Allowing yourself to be vulnerable means you are indeed open to attack. But it is also a large part of emotional connection. The alternative is being a fortress - with all the relationship problems that entails.
The very fact that you see vulnerability as “bad” is a perfect example of what that language is intended to highlight.
> The alternative is being a fortress - with all the relationship problems that entails.
I’m reminded of the concept of siege mentality.
https://en.wikipedia.org/wiki/Siege_mentality
> In sociology, siege mentality is a shared feeling of victimization and defensiveness—a term derived from the actual experience of military defences of real sieges. It is a collective state of mind in which a group of people believe themselves constantly attacked, oppressed, or isolated in the face of the negative intentions of the rest of the world. Although a group phenomenon, the term describes both the emotions and thoughts of the group as a whole, and as individuals. The result is a state of being overly fearful of surrounding peoples, and an intractably defensive attitude.
> Among the consequences of a siege mentality are black and white thinking, social conformity, and lack of trust, but also a preparedness for the worst and a strong sense of social cohesion.
If you are under attack, vulnerability is bad.
Historic ‘stoic male’ personas existed for a reason. Because in many situations, it works. Despite the complaining.

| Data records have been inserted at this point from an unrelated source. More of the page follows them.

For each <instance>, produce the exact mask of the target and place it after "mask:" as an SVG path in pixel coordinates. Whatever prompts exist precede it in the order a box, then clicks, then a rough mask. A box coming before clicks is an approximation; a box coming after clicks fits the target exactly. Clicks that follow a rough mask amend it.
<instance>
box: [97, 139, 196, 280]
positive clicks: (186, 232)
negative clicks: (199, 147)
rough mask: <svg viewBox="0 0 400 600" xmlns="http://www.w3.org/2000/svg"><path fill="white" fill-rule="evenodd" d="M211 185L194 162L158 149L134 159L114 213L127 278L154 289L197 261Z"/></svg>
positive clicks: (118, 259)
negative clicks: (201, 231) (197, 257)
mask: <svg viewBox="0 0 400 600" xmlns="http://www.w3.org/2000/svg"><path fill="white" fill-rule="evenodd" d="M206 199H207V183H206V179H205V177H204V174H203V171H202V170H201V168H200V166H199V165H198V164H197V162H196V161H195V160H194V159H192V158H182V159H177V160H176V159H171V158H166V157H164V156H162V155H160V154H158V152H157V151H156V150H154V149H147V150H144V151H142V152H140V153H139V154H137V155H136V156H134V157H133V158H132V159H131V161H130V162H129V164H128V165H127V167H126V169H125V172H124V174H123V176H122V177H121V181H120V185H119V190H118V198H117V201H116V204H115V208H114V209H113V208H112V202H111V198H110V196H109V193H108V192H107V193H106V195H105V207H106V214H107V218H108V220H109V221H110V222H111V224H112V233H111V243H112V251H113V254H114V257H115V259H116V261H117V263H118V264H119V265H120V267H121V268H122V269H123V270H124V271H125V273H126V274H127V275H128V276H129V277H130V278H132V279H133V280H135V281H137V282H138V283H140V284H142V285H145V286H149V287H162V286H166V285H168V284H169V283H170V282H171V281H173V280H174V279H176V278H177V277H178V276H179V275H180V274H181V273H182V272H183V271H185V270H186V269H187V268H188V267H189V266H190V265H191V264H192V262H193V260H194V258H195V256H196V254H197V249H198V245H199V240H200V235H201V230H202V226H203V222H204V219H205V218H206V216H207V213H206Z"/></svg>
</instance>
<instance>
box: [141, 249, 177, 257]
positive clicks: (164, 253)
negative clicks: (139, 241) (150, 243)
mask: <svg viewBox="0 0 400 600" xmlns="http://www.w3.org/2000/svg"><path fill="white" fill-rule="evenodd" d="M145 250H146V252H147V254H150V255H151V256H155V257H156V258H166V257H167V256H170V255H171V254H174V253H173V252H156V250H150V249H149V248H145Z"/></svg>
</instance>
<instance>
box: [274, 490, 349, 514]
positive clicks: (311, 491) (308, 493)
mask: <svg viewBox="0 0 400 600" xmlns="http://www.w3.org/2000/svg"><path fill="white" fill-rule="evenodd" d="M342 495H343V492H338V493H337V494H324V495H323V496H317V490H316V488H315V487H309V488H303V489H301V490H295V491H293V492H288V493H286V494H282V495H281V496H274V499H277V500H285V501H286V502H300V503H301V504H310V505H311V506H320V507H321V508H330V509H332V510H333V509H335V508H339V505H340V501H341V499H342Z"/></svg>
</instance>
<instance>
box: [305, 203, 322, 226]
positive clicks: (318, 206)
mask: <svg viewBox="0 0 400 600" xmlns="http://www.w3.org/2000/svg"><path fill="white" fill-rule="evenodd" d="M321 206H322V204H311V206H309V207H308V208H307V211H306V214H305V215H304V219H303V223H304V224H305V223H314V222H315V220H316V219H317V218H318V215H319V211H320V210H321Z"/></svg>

And being less ‘emotionally connected’ is valuable when people use that connection to exploit or hurt you. A very common experience for many men.
That people (especially women) then complain you won’t open up to them is a riot in those situations because it’s like someone complaining you keep putting on your bullet proof vest - while they keep shooting at you.
Historic male mental health issues also resulted. But notably, folks depending on the stoic persona for their own wellbeing would typically throw you under the bus for those issues too.
“How dare you get mad! You’re a dangerous threat!” says the person constantly harassing the person, or the boss putting you in worse and worse work conditions while pretending they are doing you a favor, etc.
They do that, of course, because mad people actually fight back. But if you need the job or are dependent on the relationship…
As many men have experienced, the only way to ‘win’ is shut off caring about what people say on that front - among other emotions.
Is vulnerable about letting people know how you feel or your weaknesses?
What about letting people know how you feel and your weaknesses while not caring if someone judges you for it? Is that being vulnerable or not?